子供でも甲状腺を摘出すべきか
甲状腺髄様がんと診断され、遺伝子検査の結果、遺伝性であることがわかりました。そこで2人の娘にも遺伝子検査が勧められました。検査を行った結果、8歳の長女に遺伝子の変異があることがわかりました。将来、甲状腺髄様がんになる可能性が非常に高いとのことです。そこで、長女の甲状腺摘出を提案されたのですが、甲状腺を摘出することで今後の成長に異常はないのでしょうか。また、摘出すると本当にがんを防ぐことができるのでしょうか。
(長野県 45歳 女性)
A 甲状腺全摘が基本。時期は検査の結果をみて
甲状腺髄様がんと診断された場合、家族歴がすでにある場合や副腎や副甲状腺の病気を伴っている場合、遺伝性の甲状腺髄様がんと診断できます。最近では甲状腺髄様がんと診断された時点で、甲状腺髄様がんの原因となるRET遺伝子の変異があるかどうかを調べる遺伝子検査を行います。

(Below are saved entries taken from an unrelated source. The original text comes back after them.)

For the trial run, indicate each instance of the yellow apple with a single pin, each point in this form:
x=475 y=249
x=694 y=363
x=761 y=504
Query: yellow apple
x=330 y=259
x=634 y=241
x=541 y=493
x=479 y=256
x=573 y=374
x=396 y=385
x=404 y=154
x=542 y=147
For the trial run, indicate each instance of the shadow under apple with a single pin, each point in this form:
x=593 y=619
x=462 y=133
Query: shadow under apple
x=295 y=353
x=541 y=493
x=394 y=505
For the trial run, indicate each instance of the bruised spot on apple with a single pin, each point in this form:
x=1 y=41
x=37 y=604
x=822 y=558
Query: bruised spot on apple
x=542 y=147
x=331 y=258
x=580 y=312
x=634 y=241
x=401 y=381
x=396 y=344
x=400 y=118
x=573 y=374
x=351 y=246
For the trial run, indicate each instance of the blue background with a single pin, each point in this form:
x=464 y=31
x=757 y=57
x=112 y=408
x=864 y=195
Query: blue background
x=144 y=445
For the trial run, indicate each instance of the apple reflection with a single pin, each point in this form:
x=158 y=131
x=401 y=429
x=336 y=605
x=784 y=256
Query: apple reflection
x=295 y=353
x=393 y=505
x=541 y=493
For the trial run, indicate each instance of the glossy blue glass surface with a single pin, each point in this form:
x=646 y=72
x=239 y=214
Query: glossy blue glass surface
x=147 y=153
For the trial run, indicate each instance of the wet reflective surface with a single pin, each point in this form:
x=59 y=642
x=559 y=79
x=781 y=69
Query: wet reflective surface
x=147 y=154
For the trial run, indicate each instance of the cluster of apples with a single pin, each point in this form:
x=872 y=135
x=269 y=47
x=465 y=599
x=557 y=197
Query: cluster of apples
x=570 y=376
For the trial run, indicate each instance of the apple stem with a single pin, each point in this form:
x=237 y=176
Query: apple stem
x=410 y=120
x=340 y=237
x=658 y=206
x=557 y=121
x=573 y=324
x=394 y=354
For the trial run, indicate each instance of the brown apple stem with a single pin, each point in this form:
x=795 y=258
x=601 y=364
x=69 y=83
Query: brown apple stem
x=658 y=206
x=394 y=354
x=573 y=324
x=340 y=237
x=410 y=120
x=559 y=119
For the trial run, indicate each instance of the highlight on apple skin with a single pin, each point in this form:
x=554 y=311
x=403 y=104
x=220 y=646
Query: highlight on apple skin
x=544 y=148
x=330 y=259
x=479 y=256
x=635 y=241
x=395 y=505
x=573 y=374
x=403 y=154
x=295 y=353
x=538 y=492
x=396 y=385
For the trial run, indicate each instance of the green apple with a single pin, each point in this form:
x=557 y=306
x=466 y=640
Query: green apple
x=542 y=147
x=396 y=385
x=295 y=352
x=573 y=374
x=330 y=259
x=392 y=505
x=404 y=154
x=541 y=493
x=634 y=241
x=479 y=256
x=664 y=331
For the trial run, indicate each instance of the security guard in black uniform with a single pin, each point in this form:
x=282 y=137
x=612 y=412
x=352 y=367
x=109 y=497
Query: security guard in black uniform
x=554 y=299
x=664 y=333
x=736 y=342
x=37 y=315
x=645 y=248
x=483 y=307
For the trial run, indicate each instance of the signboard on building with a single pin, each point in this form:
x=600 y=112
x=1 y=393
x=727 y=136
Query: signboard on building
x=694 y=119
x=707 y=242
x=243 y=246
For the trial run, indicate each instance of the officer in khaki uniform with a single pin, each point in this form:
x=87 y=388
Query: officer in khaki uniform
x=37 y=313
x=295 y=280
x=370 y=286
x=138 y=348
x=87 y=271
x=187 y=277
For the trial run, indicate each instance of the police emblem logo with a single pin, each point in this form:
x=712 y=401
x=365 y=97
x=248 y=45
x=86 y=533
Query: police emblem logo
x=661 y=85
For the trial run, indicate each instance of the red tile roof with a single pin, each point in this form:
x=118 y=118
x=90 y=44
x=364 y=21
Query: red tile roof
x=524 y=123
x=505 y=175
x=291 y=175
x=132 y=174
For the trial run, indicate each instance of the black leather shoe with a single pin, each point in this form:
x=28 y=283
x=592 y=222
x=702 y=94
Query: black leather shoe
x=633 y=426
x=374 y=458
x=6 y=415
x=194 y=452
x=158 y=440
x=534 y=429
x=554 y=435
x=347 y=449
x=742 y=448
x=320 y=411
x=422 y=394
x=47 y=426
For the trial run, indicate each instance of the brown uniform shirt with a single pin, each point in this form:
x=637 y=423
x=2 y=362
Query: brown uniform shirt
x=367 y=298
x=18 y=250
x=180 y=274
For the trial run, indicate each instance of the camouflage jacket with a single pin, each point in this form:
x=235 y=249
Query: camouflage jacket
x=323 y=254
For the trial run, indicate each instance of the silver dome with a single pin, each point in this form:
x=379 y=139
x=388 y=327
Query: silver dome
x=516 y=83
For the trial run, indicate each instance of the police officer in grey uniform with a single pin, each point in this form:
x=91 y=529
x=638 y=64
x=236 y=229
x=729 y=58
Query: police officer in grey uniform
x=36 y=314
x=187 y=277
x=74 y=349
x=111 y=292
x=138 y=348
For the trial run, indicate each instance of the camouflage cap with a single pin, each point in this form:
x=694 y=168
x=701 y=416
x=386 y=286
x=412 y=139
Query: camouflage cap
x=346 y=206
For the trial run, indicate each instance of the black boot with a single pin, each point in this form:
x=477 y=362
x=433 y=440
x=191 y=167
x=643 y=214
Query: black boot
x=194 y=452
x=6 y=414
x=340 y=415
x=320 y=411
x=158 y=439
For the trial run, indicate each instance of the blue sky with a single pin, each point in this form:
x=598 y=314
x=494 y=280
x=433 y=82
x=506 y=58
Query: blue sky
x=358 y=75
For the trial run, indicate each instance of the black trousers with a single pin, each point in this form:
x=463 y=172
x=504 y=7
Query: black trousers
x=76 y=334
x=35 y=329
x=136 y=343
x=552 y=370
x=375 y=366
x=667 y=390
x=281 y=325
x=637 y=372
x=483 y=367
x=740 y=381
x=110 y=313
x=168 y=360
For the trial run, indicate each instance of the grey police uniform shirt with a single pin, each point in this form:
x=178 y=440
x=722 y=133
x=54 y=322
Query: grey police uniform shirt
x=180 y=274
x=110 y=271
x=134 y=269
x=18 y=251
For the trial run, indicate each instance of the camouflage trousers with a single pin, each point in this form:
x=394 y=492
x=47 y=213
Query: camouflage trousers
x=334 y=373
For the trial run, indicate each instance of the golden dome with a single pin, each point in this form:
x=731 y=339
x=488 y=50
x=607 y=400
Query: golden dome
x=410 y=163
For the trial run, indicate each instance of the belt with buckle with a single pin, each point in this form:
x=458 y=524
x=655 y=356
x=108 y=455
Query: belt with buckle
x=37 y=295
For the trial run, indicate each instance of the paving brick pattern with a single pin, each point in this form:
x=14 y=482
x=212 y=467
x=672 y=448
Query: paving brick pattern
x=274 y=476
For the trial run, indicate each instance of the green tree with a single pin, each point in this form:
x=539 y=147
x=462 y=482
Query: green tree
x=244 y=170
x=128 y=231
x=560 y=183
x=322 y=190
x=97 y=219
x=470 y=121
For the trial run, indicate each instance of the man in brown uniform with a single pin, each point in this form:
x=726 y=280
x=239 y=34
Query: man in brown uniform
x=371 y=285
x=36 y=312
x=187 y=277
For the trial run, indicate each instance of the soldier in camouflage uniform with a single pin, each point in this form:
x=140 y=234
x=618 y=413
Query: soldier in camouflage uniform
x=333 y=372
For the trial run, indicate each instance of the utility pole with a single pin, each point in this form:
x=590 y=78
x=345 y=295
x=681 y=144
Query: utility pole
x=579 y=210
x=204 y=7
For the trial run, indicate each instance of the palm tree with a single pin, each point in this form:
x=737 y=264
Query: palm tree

その結果、RET遺伝子に変異がなければ、ご家族の遺伝について心配をする必要はありませんが、RET遺伝子の変異があり、遺伝性があると診断された場合は、将来的に甲状腺髄様がんをほぼ100パーセント発症すると言えます。
欧米では、RET遺伝子の変異の部位によって重症度が分けられています。危険性の高い遺伝子異常の部位なら5歳以前でも手術を勧められているようです。しかし日本ではそこまで厳密ではありません。
血液検査で甲状腺髄様がんのマーカーであるカルシトニンにまったく異常がなかったり、エコー(超音波検査)で見てもはっきりとした腫瘍形成がないようでしたら、もう少し摘出する時期を遅らせる場合もあります。
ただ、甲状腺を摘出するときは全摘となります。甲状腺は、喉ぼとけのあたりにある腺で、右葉と左葉に分かれていて、蝶のような形をしています。上下が3~5センチの大きさです。遺伝性の場合は、髄様がんは甲状腺の両側、つまり全体にがんができてしまうので、全部取ってしまう必要があります。
また全摘後は、甲状腺ホルモン剤を生涯飲み続けなければなりません。しかしこれは、甲状腺が本来分泌していたホルモンを補充するためのもので、元通りの状態にするだけなので、副作用はとくにありません。
ホルモン剤の投与の分量は成長と共に、体重をチェックしながら変えていきます。
甲状腺全摘後の成長への影響については、欧米のデータによると、5歳以前に甲状腺を全摘した場合でもとくに影響はないといわれています。
何歳で摘出するかについてはまだ議論があるところですが、予防的な手術をしておけば、髄様がんになることは防げるし、髄様がんで命を落とすことはないと言えます。したがってRET遺伝子の変異があるならば、甲状腺全摘が基本方針となります。